The May 15, 2018 filing due date for the Form 990 for tax-exempt organizations operating on a calendar year is just around the corner.  Organizations may file Form 8868, Application for Automatic Extension of Time to File an Exempt Organization Return, in order to receive an automatic 6-month extension of time to file their Form 990 (https://www.irs.gov/pub/irs-pdf/f8868.pdf).

Whether the Form 990 is filed by the May 15th due date or the extension due date (November 15th),  it is important to note that the IRS has instituted new automated processing changes that involve returning the Form 990 when it is incomplete or the wrong return is filed, accompanied by specific letters indicating the nature of the organization’s noncompliance. 

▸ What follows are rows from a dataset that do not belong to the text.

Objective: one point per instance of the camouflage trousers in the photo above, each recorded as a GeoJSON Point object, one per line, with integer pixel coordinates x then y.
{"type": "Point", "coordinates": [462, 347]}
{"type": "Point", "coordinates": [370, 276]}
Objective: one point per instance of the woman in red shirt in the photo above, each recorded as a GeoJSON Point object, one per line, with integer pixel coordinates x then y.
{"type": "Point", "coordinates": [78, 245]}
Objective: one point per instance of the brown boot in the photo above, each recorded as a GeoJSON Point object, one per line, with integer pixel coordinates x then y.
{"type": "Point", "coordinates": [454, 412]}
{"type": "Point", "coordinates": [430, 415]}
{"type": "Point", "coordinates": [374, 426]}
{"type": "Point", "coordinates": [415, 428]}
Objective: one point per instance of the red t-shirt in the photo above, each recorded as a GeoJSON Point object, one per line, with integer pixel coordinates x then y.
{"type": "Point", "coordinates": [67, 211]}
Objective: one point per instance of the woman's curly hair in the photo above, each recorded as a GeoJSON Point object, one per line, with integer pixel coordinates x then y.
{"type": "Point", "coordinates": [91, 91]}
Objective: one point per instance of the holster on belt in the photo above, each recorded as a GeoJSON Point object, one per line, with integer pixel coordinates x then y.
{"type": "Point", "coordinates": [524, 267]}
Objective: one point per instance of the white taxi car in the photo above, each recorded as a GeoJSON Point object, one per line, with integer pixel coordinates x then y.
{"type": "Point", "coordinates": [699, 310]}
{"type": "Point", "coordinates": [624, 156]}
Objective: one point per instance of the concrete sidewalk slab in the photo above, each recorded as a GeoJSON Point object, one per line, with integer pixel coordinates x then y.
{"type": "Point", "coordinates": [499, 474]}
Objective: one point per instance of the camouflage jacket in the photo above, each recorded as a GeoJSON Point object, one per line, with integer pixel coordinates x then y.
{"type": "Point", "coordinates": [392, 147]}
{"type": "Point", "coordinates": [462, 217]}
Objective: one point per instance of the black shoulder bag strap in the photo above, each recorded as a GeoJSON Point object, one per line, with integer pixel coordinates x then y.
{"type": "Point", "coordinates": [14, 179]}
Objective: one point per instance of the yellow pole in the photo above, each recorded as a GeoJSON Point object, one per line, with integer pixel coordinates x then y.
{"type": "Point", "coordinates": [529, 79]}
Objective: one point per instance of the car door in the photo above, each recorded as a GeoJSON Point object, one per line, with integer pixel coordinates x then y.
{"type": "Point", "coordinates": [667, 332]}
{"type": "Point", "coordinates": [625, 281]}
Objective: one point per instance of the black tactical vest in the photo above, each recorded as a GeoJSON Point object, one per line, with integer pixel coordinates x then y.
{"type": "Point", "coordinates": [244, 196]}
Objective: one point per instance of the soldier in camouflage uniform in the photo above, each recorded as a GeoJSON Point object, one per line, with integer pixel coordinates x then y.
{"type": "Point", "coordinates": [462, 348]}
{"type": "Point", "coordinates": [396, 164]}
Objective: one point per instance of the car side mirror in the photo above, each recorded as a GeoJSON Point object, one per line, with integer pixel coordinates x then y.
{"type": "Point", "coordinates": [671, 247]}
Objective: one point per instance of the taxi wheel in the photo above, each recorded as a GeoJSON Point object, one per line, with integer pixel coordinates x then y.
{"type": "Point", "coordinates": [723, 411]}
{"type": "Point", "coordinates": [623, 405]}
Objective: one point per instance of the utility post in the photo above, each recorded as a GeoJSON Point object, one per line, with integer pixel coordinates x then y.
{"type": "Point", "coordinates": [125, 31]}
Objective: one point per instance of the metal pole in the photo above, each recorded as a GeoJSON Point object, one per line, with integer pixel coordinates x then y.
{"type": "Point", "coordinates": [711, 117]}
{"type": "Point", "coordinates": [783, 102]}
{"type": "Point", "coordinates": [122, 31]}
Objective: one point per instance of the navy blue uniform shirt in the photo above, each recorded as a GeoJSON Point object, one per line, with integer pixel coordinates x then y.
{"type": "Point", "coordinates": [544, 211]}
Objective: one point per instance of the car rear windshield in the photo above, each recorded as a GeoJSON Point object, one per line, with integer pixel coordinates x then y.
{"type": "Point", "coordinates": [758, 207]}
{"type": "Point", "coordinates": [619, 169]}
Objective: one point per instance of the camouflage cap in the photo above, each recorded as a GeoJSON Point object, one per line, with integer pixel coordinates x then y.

If your organization fails to file its return by the due date, it must pay a penalty of $20 per day for each day the return is late; the same penalty applies if the organization does not give all of the information required by the return or gives incorrect information.  The maximum penalty for failure to file a return is the lesser of $10,000 or 5% of the organization’s gross receipts, but if an organization has gross receipts of over $1 million for the year, the penalty is $100 per day up to a maximum of $50,000.

If your organization’s return as filed is incomplete or the wrong return for the organization, the IRS will send it back to the organization with a letter indicating what is missing or misfiled.  In order to avoid penalties after receipt of one of these letters, within the time period requested by the IRS letter, the organization must: 1) provide the missing or incomplete information, or proceed to file the complete and accurate return and sign the return, 2) attach a copy of the IRS’s letter, and 3)  include a written “reasonable cause” explanation of why the organization did not initially provide both the missing or incomplete information.

“Reasonable cause” is a facts-and-circumstances determination that is made by the IRS on a case-by-case basis.  The law relevant to this area provides that the explanation must be made by the appropriate person under penalties of perjury, and must set forth all of the facts supporting a determination that the noncompliance was due to reasonable cause.  Further, the organization should submit any available supporting documentation to address how the organization exercised ordinary business care and prudence (or, in other words, how the organization was not neglectful or careless), along with what steps the organization has taken to prevent the same situation from occurring again in the future.

For example, a public charity operated for years with gross receipts substantially below the Form 990-EZ threshold amount, making it eligible to file and thus filing Form 990-EZ for those years.  However, the organization had $350,000 in gross receipts in 2017.  Mistakenly, it files a paper Form 990-EZ return for the 2017 tax year and the return is rejected by the IRS.  The organization would need to then file the appropriate full Form 990 return and submit an explanation as to why this mistake was made and how the organization has taken steps to ensure this will not happen again in the future in order to avoid penalties.